Definable options are as follows:
Logfile (path) path to spider_server's record of incoming pattern matches; defaults to /tmp/logfile.IP where "IP" will be replaced by the spider client IP addressRegexes (path) path to spider's regular expressions file. Be aware that overzealous regular expressions slow spider considerably and result in higher false positive rates.
Use_hmac (0|1) determines whether spider will prefix each packet with an MD5 of the payload. Default is 1, which allows spider to detect decryption errors or tampering.
Hmac (md5|sha1) determines which hashing algorithm will be used for integrity checking
Encrypt (0|1) determines whether the communications between spider client and server are encrypted. Defaults to 1. As spider will, by design, selectively discover and concentrate sensitive data encrypted communications are extremely desirable. See Note 1 below.
Cipher (Blowfish|DES) selects the cipher to use of those available to the Crypt::CBC perl module. Blowfish is the default.
Key (user defined) gives the encryption key used by both spider client and spider_server for secure communications. Ideally this is uniquely defined for each spider use in non-loopback communications and never reused. No effort is made to periodically change keying material and the communication of keying material to spider clients is assumed to be the security responsibility of the user.
Interface (user defined, default 127.0.0.1) gives the interface on which spider_server should listen for connections. Giving the localhost interface prevents outside clients from accessing spider_server
Port (user defined, default 3000) gives the port on which spider client and server communicate. Protocol is UDP and max payload size is 1024 bytes plus any overhead incurred by HMAC
Loghost (user defined, default localhost) is the log server to which spider clients should send their results.
Summary 0|1; determines whether to send a summary of file types to the loghost. Can be used to keep server logs brief
Types <number>; only report on the top <number> of file types found
Max_depth <bytes>; only scan files to <bytes> depth. Generally results in a speed improvement if kept less than 20000
Unprint <quoted char>; replace unprintable characters with <char>. Defaults to "."

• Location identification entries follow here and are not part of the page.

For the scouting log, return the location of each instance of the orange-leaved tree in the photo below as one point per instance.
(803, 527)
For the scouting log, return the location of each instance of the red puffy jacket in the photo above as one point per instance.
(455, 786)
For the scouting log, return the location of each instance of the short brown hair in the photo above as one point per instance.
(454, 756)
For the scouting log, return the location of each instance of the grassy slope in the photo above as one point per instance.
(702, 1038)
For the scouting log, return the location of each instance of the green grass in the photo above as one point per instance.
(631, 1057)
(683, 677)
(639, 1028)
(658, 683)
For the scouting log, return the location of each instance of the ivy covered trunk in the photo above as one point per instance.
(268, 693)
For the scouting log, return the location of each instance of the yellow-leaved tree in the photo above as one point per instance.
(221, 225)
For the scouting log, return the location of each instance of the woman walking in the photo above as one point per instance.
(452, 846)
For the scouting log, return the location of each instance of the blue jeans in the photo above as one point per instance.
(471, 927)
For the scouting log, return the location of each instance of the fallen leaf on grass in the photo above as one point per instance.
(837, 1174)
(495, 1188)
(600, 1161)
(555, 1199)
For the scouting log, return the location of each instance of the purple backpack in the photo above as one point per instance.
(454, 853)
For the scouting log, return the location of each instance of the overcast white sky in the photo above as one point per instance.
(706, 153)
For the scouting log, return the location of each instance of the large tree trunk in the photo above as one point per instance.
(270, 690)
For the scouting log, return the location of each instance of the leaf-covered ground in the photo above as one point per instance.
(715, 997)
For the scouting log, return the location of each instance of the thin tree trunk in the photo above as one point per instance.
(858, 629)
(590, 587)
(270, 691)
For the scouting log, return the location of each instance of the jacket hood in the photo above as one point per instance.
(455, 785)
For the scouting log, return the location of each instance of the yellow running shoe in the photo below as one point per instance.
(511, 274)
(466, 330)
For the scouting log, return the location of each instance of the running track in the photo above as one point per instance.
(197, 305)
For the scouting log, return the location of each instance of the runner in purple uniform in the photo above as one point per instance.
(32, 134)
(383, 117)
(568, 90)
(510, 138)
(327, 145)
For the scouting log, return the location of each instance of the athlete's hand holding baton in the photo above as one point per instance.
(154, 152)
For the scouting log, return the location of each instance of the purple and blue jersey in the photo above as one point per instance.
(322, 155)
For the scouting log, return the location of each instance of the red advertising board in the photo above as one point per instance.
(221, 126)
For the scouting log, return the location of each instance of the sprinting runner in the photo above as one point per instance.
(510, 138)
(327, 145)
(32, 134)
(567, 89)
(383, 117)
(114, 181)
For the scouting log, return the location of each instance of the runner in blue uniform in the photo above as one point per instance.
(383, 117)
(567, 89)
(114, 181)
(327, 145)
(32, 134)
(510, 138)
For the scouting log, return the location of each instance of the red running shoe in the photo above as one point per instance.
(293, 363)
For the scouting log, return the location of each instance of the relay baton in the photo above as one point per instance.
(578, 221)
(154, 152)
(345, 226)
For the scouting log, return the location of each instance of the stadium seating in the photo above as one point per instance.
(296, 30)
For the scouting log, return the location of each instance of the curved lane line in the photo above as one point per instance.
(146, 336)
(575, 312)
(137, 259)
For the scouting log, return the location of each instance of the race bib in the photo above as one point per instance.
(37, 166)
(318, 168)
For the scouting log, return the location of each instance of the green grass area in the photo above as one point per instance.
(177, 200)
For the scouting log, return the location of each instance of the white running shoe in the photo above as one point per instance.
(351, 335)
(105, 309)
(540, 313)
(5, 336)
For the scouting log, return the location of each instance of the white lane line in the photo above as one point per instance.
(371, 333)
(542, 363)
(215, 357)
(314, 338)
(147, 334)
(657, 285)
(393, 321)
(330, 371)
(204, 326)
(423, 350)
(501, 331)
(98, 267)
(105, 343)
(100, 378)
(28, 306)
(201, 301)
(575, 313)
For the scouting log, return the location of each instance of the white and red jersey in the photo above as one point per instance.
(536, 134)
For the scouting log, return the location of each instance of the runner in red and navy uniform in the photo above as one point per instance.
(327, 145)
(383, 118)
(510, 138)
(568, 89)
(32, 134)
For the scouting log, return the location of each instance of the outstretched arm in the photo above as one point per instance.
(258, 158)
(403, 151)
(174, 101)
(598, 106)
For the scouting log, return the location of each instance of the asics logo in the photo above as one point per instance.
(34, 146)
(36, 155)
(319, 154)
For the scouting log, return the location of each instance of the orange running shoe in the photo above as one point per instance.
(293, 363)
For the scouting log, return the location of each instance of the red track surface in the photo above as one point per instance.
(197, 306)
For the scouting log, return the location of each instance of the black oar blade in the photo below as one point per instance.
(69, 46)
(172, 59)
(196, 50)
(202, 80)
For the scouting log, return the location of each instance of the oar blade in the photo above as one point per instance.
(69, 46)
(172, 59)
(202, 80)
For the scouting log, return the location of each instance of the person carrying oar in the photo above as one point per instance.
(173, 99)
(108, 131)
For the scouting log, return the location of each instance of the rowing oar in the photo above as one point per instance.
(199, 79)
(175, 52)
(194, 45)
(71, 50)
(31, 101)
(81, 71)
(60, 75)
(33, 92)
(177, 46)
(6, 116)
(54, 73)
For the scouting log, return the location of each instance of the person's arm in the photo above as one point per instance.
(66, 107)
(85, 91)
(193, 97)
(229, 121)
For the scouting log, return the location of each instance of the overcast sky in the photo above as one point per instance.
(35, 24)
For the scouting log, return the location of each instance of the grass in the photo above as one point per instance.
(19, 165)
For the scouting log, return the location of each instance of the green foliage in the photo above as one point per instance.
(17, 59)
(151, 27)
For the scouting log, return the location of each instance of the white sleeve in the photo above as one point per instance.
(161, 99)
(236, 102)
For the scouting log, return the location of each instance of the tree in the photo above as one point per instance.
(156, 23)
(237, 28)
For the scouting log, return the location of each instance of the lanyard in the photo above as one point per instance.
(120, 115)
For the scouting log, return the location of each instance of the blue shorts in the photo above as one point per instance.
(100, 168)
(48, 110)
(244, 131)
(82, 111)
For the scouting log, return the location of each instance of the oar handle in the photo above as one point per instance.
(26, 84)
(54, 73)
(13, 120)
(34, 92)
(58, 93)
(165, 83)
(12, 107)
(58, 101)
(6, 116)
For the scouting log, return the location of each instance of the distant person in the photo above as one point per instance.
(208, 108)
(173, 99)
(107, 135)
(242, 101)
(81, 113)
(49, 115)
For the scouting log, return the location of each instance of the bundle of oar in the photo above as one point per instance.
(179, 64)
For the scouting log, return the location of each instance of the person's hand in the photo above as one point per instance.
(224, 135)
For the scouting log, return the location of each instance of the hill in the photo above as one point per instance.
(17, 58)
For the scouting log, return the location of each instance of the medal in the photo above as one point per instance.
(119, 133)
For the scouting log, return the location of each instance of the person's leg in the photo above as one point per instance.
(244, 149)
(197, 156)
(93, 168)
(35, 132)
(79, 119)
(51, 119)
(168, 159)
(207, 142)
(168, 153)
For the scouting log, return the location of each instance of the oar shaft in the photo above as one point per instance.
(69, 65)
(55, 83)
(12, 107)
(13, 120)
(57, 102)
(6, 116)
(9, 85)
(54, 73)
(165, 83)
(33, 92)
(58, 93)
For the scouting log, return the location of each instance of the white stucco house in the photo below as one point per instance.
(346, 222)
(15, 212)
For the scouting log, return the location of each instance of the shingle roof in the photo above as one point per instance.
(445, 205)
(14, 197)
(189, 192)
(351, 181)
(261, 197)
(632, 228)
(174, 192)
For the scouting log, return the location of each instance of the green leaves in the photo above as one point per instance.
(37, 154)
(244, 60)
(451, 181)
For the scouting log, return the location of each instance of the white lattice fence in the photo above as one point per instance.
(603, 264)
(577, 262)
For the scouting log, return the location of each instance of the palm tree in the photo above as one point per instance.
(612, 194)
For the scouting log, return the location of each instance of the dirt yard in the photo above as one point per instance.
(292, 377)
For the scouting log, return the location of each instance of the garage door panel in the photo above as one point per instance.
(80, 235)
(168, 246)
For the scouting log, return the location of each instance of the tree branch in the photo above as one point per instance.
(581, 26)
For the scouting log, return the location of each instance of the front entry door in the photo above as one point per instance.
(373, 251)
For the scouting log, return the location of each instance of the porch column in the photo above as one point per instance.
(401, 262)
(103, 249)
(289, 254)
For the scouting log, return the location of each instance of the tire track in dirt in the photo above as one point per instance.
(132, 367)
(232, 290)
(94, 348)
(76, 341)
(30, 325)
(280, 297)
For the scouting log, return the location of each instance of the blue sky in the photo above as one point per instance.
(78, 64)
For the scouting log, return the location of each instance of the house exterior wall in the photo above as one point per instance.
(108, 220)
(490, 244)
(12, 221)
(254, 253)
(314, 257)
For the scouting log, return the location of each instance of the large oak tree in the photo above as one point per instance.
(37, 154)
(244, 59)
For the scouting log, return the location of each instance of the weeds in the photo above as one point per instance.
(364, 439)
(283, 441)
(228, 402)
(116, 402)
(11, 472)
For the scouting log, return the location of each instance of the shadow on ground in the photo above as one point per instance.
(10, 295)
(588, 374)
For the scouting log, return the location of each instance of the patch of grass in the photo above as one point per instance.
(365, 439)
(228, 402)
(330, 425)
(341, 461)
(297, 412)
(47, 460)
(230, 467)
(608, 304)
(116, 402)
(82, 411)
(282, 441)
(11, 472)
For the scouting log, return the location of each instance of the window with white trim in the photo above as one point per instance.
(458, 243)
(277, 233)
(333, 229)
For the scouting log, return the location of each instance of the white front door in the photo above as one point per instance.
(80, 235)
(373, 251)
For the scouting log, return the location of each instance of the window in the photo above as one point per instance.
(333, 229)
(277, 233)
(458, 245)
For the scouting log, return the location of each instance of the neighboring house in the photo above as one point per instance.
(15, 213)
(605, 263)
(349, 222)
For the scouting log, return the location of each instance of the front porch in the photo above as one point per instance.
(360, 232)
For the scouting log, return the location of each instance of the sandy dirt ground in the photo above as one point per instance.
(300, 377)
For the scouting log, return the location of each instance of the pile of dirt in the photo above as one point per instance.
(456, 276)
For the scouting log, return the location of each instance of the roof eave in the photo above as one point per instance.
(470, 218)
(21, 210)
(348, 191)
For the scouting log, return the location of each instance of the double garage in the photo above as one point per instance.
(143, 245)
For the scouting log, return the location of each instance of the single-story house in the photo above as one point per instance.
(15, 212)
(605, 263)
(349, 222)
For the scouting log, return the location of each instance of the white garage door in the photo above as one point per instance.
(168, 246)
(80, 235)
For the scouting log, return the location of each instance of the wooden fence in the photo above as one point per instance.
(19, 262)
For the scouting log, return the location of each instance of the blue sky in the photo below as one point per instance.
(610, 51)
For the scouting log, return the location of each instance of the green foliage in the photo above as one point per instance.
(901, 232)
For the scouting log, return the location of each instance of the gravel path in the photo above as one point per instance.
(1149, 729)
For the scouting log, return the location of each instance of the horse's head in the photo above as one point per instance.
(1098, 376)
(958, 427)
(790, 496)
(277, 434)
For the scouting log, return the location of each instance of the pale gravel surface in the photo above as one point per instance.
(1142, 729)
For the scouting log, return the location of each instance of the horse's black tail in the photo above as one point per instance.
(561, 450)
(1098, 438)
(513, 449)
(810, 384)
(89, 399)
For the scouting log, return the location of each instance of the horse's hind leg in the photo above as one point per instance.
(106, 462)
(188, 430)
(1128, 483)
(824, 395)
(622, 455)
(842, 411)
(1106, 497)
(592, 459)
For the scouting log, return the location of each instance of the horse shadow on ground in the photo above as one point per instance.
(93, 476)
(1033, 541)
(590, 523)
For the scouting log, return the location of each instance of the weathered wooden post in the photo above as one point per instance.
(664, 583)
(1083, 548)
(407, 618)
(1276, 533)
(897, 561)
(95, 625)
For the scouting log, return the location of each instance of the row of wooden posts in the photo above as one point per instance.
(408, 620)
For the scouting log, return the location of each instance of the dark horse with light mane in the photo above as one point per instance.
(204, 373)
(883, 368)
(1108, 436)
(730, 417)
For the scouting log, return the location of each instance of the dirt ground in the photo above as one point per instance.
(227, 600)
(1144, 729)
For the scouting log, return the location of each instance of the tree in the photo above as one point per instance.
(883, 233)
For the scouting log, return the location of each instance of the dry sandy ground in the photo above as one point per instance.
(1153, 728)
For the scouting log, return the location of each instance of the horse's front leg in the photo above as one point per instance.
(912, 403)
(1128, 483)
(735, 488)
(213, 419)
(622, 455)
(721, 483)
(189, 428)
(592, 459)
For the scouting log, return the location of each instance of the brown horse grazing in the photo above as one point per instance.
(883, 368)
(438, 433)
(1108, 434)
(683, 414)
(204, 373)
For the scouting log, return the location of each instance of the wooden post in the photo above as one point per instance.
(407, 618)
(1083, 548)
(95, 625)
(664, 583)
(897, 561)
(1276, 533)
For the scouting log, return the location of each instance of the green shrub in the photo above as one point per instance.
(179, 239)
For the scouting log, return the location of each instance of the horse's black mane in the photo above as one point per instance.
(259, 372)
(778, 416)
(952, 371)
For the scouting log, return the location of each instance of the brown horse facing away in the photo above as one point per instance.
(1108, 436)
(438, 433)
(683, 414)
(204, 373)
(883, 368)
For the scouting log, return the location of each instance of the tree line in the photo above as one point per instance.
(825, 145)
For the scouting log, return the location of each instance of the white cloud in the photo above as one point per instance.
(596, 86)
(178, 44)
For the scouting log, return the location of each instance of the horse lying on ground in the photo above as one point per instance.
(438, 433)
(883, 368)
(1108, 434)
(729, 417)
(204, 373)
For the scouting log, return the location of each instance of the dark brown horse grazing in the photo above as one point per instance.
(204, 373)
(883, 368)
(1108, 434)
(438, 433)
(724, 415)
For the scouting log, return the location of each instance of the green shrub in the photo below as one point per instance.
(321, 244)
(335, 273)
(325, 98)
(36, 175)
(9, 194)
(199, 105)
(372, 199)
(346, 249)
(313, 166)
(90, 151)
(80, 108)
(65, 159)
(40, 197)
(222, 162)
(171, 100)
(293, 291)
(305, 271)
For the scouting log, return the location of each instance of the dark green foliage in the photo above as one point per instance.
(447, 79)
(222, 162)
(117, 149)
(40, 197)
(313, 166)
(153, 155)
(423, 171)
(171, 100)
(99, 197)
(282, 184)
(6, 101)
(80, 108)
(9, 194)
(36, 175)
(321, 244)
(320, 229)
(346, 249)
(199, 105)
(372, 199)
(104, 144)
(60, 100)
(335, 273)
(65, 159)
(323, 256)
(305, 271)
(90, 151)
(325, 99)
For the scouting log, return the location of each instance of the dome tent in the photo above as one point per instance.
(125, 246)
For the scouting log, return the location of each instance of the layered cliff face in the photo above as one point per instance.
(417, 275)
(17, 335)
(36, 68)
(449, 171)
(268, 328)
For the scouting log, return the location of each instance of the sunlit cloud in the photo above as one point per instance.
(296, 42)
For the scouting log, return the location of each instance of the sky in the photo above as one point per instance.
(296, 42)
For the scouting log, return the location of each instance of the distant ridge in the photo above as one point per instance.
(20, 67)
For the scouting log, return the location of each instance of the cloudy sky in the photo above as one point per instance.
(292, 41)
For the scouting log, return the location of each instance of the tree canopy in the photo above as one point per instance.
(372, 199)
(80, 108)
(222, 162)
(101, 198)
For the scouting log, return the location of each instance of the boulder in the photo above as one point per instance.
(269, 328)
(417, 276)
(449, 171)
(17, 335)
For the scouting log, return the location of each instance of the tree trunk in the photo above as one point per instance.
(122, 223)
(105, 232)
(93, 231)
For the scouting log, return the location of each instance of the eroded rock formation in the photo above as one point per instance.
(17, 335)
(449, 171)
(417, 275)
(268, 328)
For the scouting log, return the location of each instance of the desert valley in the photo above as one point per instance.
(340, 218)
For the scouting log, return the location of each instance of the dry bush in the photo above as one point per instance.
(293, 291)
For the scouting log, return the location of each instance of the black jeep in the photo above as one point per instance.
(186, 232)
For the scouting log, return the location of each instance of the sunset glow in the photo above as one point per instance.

Unpack 0|1; unpack archives in /tmp and scan the results. Can slow spider but does result in better discovery
Security Notes:
- Spider uses an encryption and integrity checking mechanism intended to prevent the eavesdropping of results on the local LAN. The protocol should be sufficiently sound to prevent disclosure in a low threat environment. Captured spider sessions can be decrypted after the fact if the shared secret itself is reused or disclosed, so every effort should be made to protect spider's key when used outside the local machine.
- Spider serves to select and concentrate sensitive data in the log file. That file exists in a RAM disk under Helix but may not when operating under other systems. The log file should be securely recorded to removable media, which in turn is properly handled. Once this is done, the log file should be wiped with a disk wiping utility of known and reliable behavior.